Si yo fuera cineasta haría una película del Oeste con esta historia que relató un mexicano, Alberto Lombardo, escritor de novelas. Viajó este señor a los Estados Unidos, y conoció allá a Oscar Wilde, que hacía una gira de conferencias para ganar dinero. No era el primer escritor inglés que hacía eso: Dickens también cobró muy buenos dólares simplemente por leer ante un público de damas plañideras los pasajes más tristes de sus obras.

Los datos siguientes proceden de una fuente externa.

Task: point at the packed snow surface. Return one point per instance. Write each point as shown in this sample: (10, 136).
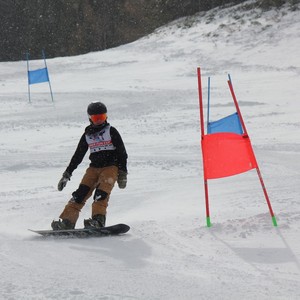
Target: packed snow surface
(150, 89)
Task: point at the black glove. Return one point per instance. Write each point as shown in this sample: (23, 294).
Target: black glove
(63, 181)
(122, 179)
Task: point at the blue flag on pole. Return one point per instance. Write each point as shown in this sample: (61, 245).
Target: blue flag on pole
(230, 123)
(38, 76)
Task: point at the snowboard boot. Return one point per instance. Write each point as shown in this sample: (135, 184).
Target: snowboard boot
(62, 225)
(97, 221)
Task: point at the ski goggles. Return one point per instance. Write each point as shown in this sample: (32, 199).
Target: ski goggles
(98, 118)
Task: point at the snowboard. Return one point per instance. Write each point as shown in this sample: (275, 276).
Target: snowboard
(85, 232)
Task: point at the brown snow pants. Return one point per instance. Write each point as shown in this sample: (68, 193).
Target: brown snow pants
(100, 178)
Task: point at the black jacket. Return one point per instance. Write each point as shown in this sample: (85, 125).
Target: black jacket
(100, 159)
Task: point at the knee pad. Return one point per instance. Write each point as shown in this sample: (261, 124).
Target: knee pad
(100, 195)
(81, 193)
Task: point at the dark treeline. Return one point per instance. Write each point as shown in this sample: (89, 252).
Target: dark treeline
(71, 27)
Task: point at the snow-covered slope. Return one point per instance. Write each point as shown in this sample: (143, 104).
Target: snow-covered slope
(150, 88)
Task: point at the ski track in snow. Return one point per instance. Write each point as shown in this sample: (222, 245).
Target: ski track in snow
(150, 88)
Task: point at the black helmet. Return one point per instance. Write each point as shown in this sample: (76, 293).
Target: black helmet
(96, 108)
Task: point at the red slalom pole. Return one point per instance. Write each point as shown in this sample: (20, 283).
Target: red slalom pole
(208, 223)
(257, 168)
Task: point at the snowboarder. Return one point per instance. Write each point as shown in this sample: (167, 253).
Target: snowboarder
(108, 164)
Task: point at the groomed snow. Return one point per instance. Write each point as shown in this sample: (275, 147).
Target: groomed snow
(150, 88)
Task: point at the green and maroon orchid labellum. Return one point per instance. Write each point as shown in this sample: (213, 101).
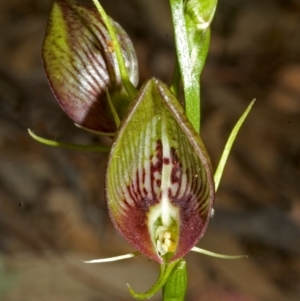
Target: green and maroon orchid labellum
(159, 182)
(81, 65)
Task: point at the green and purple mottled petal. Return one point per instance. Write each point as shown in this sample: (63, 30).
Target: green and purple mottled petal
(159, 183)
(80, 64)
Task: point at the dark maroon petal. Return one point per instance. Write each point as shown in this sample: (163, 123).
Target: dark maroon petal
(80, 64)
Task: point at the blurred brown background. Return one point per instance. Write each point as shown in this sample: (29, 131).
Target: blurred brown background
(52, 208)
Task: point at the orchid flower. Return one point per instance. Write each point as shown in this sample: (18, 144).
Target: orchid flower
(159, 185)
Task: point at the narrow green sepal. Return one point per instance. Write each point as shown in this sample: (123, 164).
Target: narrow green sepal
(228, 146)
(129, 87)
(165, 271)
(175, 287)
(217, 255)
(88, 148)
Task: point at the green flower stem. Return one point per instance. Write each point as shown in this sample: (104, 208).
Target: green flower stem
(190, 81)
(228, 146)
(89, 148)
(165, 272)
(130, 89)
(176, 80)
(175, 287)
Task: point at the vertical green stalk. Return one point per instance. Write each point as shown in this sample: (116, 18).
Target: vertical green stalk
(191, 84)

Lombardo describe así a Oscar Wilde:

“... Era un inglés alto y robusto, con modales afeminados que contrastaban desastrosamente con su naturaleza vigorosa. Llevaba el cabello largo, dividido por raya en medio, y lucía un saco de terciopelo morado, medias color de rosa y zapatos negros con hebilla dorada...”.

Jamás se caracterizó Wilde por la prudencia. Gustaba de suscitar el enojo de la gente, y hacía ostentación de su talento aun a costa de ofender a los demás, o molestarlos. Al desembarcar en Nueva York el agente aduanal le preguntó:

-¿Tiene usted algo qué declarar?

-Sí -respondió Wilde irguiendo más su ya de por sí alta estatura-. Mi genio.

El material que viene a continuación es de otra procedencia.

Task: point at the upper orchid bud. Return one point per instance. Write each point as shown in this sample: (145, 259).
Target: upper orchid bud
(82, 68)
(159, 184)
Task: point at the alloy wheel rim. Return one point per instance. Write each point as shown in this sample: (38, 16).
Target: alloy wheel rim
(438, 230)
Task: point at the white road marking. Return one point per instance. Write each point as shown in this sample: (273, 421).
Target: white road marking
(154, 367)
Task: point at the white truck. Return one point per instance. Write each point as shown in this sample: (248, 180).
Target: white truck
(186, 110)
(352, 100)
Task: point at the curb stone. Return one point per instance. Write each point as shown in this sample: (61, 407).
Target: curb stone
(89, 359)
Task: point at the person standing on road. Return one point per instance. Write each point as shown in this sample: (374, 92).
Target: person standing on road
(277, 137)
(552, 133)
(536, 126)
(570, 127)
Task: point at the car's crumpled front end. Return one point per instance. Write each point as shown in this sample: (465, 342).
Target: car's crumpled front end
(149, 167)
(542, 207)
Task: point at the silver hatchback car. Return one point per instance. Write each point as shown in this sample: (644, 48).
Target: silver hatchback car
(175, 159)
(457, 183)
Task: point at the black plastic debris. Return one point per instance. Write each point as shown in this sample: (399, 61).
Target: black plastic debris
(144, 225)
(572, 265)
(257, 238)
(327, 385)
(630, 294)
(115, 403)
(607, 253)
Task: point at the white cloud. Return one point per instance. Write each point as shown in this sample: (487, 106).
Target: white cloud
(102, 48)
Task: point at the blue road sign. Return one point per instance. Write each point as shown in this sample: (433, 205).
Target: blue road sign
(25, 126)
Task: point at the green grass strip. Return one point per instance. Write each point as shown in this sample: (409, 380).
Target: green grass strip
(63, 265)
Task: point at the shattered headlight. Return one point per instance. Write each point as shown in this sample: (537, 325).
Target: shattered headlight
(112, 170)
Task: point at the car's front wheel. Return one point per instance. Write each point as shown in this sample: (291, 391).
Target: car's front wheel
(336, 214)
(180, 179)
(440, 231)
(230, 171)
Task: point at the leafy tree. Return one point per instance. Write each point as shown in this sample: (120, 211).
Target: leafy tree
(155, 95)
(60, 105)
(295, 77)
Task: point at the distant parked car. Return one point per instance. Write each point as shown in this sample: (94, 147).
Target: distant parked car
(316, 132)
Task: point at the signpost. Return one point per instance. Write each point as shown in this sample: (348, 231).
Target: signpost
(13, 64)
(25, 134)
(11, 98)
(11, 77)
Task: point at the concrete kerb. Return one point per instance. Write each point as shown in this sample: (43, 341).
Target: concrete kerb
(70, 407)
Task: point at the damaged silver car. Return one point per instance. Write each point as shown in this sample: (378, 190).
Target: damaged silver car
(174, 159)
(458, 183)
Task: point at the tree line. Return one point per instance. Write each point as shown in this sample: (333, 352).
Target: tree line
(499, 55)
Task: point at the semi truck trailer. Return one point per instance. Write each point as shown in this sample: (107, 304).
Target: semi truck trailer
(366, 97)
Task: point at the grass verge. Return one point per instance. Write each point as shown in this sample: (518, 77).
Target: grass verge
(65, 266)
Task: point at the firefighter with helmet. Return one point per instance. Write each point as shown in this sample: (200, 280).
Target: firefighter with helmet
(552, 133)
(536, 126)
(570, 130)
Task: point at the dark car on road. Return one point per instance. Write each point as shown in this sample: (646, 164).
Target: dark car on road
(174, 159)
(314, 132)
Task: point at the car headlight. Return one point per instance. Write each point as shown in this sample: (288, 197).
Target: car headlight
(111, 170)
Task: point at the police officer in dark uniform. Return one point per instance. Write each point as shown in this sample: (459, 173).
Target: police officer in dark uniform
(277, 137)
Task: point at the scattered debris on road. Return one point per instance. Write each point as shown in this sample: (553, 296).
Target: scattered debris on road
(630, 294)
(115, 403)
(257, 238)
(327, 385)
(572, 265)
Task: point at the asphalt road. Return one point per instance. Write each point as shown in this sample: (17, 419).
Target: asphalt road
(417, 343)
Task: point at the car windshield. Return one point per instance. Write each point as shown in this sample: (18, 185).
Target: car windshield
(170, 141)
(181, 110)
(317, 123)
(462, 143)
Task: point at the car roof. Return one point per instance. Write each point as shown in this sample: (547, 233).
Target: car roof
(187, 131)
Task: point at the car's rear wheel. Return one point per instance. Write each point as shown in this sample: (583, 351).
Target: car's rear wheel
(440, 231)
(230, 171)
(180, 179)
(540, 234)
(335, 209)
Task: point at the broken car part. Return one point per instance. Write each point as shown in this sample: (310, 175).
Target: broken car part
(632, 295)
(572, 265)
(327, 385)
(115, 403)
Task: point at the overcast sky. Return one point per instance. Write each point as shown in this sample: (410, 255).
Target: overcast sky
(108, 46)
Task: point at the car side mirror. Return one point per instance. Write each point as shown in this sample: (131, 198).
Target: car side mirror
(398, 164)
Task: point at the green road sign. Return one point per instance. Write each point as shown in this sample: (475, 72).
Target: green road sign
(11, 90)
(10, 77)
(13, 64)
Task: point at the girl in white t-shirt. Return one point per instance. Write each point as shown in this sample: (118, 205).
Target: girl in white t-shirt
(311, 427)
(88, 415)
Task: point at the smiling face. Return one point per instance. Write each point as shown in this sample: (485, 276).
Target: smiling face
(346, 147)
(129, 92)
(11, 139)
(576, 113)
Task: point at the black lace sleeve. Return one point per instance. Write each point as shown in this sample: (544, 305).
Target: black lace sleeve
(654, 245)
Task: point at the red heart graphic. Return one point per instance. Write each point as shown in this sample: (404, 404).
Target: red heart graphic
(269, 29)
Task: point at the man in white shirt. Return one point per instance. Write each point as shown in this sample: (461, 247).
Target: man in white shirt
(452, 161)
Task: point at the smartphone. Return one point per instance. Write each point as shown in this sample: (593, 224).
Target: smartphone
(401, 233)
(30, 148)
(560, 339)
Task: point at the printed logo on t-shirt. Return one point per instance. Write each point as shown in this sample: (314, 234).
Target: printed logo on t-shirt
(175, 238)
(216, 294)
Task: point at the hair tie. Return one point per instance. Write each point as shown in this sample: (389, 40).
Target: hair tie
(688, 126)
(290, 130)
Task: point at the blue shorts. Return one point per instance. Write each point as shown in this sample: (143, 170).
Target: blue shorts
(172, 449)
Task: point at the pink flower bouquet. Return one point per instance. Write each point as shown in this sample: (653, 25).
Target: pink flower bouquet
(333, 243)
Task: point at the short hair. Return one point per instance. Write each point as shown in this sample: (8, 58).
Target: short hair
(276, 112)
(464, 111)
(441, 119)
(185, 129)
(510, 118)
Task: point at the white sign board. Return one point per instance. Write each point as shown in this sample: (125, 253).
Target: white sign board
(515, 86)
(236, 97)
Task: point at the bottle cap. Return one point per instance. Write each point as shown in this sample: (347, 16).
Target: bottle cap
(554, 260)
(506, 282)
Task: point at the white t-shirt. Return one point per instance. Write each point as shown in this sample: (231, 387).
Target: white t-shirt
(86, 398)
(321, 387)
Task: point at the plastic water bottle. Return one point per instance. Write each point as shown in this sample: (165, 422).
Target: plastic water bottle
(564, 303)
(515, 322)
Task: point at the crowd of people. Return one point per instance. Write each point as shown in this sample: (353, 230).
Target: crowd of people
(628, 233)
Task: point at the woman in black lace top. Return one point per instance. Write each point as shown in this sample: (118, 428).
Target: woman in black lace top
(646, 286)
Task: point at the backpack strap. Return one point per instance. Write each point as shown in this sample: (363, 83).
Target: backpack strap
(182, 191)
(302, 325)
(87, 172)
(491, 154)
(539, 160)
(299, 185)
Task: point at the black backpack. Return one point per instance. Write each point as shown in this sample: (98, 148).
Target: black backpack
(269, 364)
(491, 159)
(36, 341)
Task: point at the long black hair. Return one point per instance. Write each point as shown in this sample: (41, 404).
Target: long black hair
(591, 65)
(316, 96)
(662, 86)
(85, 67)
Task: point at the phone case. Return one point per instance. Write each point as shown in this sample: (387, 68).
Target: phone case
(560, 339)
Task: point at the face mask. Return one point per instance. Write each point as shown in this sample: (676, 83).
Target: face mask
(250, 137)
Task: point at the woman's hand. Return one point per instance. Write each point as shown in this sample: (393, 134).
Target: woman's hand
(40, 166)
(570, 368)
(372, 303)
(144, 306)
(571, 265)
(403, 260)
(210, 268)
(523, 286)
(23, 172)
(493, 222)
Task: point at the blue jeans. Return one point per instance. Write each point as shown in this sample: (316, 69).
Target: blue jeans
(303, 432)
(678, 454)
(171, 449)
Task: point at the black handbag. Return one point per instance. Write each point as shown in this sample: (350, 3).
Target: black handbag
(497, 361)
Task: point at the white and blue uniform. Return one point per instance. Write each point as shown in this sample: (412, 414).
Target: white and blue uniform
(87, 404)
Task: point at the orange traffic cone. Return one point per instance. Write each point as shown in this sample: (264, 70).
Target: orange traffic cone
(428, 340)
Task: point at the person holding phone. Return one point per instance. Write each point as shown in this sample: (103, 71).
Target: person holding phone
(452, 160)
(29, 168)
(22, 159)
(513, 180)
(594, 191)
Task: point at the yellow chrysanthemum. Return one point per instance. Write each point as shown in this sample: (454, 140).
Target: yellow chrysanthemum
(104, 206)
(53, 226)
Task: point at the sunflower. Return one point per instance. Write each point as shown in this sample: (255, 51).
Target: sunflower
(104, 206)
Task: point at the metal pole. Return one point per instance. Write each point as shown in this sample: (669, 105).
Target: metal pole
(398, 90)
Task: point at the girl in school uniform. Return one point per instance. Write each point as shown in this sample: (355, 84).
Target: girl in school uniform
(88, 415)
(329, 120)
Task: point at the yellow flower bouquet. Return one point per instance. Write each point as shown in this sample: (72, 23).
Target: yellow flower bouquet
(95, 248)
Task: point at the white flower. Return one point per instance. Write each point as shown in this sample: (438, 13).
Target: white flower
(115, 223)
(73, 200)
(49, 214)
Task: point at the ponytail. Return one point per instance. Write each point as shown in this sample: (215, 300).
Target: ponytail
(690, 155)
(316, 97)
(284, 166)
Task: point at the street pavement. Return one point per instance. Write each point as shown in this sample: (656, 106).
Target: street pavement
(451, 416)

Los periodistas quisieron saber qué pensaba de los Estados Unidos, y Wilde se refirió a las horribles construcciones que había visto en Nueva York. Dijo:

-Si quieren ustedes seguir haciendo esos adefesios no usen mármol ni granito. Eso es faltar al respeto a materiales tan nobles. Usen ladrillo, que es un material vulgar, casi tan vulgar como los constructores de los horribles edificios que he tenido la desgracia de ver.

Los yanquis, lejos de enojarse por esas declaraciones, las celebraban con grandes risas y aplausos atronadores, y eso desconcertaba mucho a Wilde, acostumbrado a que sus palabras sacaran de quicio a los solemnes pares de Inglaterra.

Sucedió -cuenta Lombardo- que al paso de Wilde por el estado de Nevada un rudo vaquero se enamoró de él, y en Reno intentó raptarlo. Lo normal era que los vaqueros raptaran bailarinas, pero eso de que uno quisiera llevarse con él a Oscar Wilde es cosa peregrina que bien merece los honores de la cinematografía. Hay evidencias para documentar el hecho: dice Lombardo que los periódicos dieron noticia del suceso, y que Wilde mismo declaró al respecto y agradeció la intervención de la policía para arrancarlo de las manos de aquel rufián que se lo llevaba ya, encendido en amor y rijos de lujuria por los graciosos movimientos ondulantes del inglés. Quizás habría sido mejor la vida de Wilde en los desiertos de Nevada, al lado de aquel fornido vaquerote, que en su país natal, donde sufrió persecución y cárcel.

Lo dicho: de este episodio en la vida de Wilde podría salir una película muy buena.